Des témoins « téléguidés »
Dans le registre de ces causes, on ne peut pas faire abstraction de ce que les Ong et les organismes de défense de droits de l’homme appellent le laxisme des juges. Pour ces organisations, « le comportement du juge camerounais est empreint du laxisme habituel du fonctionnaire africain. Il peut décider de classer des affaires sans suite et sans motif sérieux, de faire traîner les affaires au préjudice d’un justiciable. Ce dernier acte est le fait des manœuvres dilatoires orchestrées par des justiciables plus nantis pour essouffler leurs adversaires. Ce déni de justice est le fait de certains juges, conscients de bénéficier d’une large protection ». Mais les lenteurs judiciaires au Cameroun ne se limitent pas au niveau des magistrats. Certaines lenteurs sont le fait des plaideurs, qui ne collaborent pas avec le juge. D’après Maître Youmbi du service juridique du Cercle Belgo-Africain pour la Promotion Humaine, ce sont des témoins « téléguidés » qui ne comparaissent pas, ce sont les avocats qui demandent le renvoi d’une affaire indéfiniment, ce sont les huissiers qui peine à exécuter les décisions de justice, ce sont les officiers de police judiciaire qui se donnent tout le temps pour une enquête.
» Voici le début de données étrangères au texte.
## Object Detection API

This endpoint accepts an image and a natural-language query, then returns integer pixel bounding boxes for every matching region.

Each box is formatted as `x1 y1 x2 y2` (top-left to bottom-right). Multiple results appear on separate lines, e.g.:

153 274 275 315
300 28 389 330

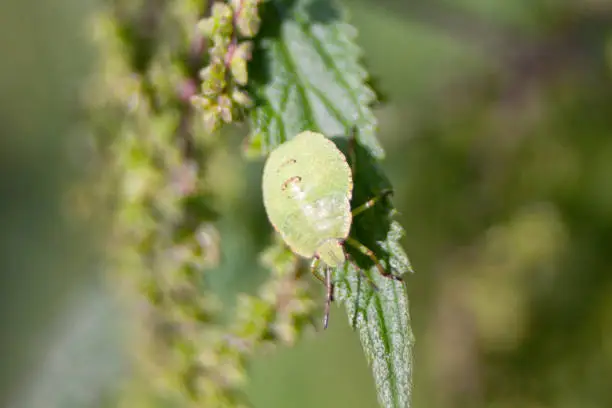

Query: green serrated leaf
246 0 414 408
334 138 414 408
249 0 384 158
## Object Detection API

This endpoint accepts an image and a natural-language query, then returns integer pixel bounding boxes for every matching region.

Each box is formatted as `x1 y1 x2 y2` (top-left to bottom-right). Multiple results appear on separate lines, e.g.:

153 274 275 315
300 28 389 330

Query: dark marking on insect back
276 159 297 173
281 176 302 191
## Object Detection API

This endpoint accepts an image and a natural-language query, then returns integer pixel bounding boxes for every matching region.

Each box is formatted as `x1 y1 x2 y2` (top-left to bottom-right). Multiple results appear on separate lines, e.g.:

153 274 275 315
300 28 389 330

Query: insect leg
353 189 393 217
345 237 402 282
346 252 378 292
310 257 325 284
323 266 334 329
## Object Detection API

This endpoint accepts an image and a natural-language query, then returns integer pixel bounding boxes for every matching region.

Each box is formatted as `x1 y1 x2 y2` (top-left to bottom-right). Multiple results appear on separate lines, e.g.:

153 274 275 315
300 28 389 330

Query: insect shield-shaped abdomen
263 132 352 258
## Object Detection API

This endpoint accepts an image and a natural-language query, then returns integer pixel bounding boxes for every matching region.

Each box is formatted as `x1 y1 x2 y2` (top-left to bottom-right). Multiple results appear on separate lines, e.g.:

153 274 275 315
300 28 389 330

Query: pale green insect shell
263 131 353 267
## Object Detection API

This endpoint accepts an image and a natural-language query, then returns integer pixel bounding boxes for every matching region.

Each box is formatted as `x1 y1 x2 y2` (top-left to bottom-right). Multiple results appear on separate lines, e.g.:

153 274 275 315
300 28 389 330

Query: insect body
263 131 401 327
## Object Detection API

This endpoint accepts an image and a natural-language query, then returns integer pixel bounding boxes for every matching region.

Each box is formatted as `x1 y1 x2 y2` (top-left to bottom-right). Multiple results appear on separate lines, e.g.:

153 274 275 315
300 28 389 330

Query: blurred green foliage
0 0 612 408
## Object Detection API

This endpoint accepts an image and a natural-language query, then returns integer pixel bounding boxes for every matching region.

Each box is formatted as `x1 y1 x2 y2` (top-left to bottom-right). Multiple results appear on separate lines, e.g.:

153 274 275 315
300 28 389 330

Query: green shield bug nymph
263 131 401 327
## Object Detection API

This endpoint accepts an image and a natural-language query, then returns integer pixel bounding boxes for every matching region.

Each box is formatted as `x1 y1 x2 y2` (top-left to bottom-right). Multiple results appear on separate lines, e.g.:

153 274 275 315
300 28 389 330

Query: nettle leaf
247 0 414 408
249 0 383 158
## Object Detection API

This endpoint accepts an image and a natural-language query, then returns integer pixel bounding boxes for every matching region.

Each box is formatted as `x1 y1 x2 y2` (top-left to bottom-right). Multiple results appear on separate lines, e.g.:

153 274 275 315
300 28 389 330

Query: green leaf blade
336 222 414 408
249 0 414 408
245 0 384 158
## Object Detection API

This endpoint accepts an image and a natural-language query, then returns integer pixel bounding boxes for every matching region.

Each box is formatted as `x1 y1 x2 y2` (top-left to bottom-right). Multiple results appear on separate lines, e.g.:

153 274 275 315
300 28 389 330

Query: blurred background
0 0 612 408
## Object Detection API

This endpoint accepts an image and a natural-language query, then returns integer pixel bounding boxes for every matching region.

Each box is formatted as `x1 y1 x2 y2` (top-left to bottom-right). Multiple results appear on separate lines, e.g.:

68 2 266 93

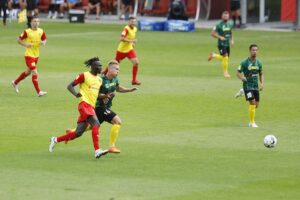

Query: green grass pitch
0 22 300 200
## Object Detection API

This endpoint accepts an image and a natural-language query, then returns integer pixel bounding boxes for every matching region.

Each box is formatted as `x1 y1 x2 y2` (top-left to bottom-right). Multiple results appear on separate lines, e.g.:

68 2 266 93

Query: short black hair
249 44 258 50
108 60 119 66
84 57 102 67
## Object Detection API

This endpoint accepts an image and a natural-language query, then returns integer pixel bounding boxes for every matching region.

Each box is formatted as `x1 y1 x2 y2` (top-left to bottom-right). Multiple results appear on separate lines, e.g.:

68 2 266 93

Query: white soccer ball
264 135 277 148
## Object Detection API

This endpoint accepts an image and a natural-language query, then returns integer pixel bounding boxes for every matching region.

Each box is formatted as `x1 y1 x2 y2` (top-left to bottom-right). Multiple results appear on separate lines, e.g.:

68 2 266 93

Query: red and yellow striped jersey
19 28 46 58
118 25 137 53
74 72 102 107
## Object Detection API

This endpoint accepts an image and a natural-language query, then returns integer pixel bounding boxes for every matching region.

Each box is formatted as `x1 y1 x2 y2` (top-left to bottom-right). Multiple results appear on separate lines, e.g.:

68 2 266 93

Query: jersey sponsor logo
104 109 110 115
89 85 99 91
247 92 252 99
223 25 230 31
105 83 116 89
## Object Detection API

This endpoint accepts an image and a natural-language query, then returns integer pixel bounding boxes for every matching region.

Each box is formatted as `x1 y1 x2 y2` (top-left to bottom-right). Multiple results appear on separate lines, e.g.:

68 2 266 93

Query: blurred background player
49 57 108 158
208 11 234 78
86 0 101 19
0 0 8 26
67 60 137 153
168 0 188 20
12 17 47 97
47 0 64 19
96 60 137 153
230 0 242 27
120 0 133 20
237 44 265 128
26 0 39 28
102 16 141 85
115 17 141 85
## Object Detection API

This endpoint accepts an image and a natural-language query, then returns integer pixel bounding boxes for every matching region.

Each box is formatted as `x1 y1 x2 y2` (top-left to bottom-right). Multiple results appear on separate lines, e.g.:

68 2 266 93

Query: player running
208 11 234 78
49 57 108 158
237 44 265 128
96 60 137 153
102 16 141 85
67 60 137 153
11 17 47 97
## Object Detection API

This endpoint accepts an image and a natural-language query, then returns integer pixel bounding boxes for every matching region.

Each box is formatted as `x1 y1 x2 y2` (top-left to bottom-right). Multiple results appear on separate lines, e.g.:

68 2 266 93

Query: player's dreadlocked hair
84 57 100 67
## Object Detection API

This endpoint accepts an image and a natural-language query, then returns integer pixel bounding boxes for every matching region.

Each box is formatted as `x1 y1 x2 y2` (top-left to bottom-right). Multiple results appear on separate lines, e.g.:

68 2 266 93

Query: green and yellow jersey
213 21 233 47
96 75 119 108
238 58 262 90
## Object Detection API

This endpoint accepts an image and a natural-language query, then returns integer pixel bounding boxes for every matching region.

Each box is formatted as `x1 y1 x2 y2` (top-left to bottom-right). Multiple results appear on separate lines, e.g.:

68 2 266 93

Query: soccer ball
264 135 277 148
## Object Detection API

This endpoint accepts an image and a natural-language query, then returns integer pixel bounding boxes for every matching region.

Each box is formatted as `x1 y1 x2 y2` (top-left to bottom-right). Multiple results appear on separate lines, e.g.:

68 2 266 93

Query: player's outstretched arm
67 81 82 98
236 71 247 82
117 85 138 93
259 71 265 91
18 38 32 48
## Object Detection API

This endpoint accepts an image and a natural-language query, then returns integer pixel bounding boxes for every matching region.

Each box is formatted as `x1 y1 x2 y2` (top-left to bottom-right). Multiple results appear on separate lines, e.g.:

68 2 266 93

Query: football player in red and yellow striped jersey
12 17 47 97
103 16 141 85
49 57 108 158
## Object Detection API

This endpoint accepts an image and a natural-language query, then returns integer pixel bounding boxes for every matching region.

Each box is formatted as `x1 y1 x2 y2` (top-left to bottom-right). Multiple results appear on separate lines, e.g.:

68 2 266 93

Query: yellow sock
249 105 256 123
215 53 223 60
109 124 121 146
222 56 228 72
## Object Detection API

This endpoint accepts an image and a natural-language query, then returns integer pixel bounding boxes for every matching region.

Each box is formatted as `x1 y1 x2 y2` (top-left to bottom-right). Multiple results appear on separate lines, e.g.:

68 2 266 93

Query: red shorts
25 56 39 70
115 49 137 62
77 101 96 123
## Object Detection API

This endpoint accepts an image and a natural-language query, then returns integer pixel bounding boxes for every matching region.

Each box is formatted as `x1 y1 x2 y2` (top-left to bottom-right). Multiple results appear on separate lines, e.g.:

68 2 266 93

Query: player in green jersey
95 60 137 153
208 11 234 78
66 60 137 153
236 44 265 128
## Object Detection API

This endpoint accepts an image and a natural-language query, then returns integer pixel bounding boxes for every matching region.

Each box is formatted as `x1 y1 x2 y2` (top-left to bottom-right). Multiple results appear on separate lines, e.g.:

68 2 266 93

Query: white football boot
49 137 57 153
95 149 108 158
234 88 244 98
11 81 19 93
249 122 258 128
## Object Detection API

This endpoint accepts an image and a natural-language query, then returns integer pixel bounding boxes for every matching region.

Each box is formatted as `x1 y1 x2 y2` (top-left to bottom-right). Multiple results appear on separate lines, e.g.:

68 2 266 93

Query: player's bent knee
112 115 122 125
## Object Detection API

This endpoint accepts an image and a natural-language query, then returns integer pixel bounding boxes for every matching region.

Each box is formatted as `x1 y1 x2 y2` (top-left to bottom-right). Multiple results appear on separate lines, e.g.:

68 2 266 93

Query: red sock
15 72 28 85
32 74 41 93
56 131 76 143
101 68 108 74
92 126 100 150
132 65 139 81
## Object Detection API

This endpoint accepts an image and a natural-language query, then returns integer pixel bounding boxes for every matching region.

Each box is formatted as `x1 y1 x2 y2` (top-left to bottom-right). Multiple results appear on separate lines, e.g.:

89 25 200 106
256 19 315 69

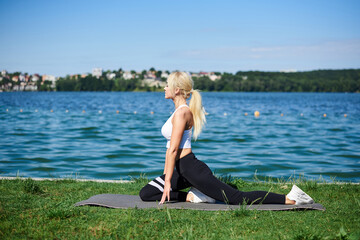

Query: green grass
0 176 360 239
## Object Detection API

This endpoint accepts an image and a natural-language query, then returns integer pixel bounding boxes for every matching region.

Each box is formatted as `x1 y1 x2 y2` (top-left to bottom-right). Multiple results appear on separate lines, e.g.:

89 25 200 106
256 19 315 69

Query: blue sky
0 0 360 76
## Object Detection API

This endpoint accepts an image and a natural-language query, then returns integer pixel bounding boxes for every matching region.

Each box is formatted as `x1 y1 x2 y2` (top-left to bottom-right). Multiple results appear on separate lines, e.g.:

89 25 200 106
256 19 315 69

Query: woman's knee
139 185 152 201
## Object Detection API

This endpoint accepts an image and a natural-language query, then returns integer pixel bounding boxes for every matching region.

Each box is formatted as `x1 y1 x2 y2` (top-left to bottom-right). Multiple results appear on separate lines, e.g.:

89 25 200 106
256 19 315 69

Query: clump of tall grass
23 178 44 194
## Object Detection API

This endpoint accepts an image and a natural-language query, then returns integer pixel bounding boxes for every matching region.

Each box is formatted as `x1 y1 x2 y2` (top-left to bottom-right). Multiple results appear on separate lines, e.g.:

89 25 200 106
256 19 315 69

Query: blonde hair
168 72 206 140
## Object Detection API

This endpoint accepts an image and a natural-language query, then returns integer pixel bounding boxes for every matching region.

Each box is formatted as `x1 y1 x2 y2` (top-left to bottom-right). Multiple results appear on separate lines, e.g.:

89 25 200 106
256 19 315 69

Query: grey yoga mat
75 194 325 211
À l’occasion de l’audience solennelle de rentrée de la haute juridiction il y a deux ans, le Premier président de la Cour suprême, Daniel Mekobe Sone s’est longuement attaqué à ce phénomène, pour finir par lancer un vibrant appel à l’endroit de ses collègues magistrats en ces termes : «A la fin de la journée, lorsque nous quittons le palais de Justice, nous devons toujours nous demander si un innocent ne croupit pas injustement en prison de notre fait. Nous devons nous demander si un citoyen n’a pas été injustement dépossédé de son bien de notre fait. Nous devons nous demander si un criminel n’a pas réussi à échapper aux mailles de la justice de notre fait. Nous devons nous demander si un orphelin ou une veuve ne maudit pas la justice par ses pleurs de notre fait. Nous devons nous demander si un investisseur n’a pas mis la clef sous le paillasson de notre fait. C’est de la sorte que nous pouvons réduire le risque d’erreur judiciaire». Quant aux victimes de ces lenteurs, ce ne sont pas seulement des personnes incarcérées sans jugement, mais aussi les personnes concernées par les affaires les plus courantes en justice. Cette situation déplorable provoque des inégalités de traitement des parties qui peuvent se permettre d’attendre plus longtemps un jugement. Mais pour ceux qui ne peuvent pas se le permettre, ils préfèrent régler leurs affaires eux-mêmes. Ne pouvant pas attendre indéfiniment que la justice légale se prononce, ils se rendent eux même justice, avec des conséquences inimaginables.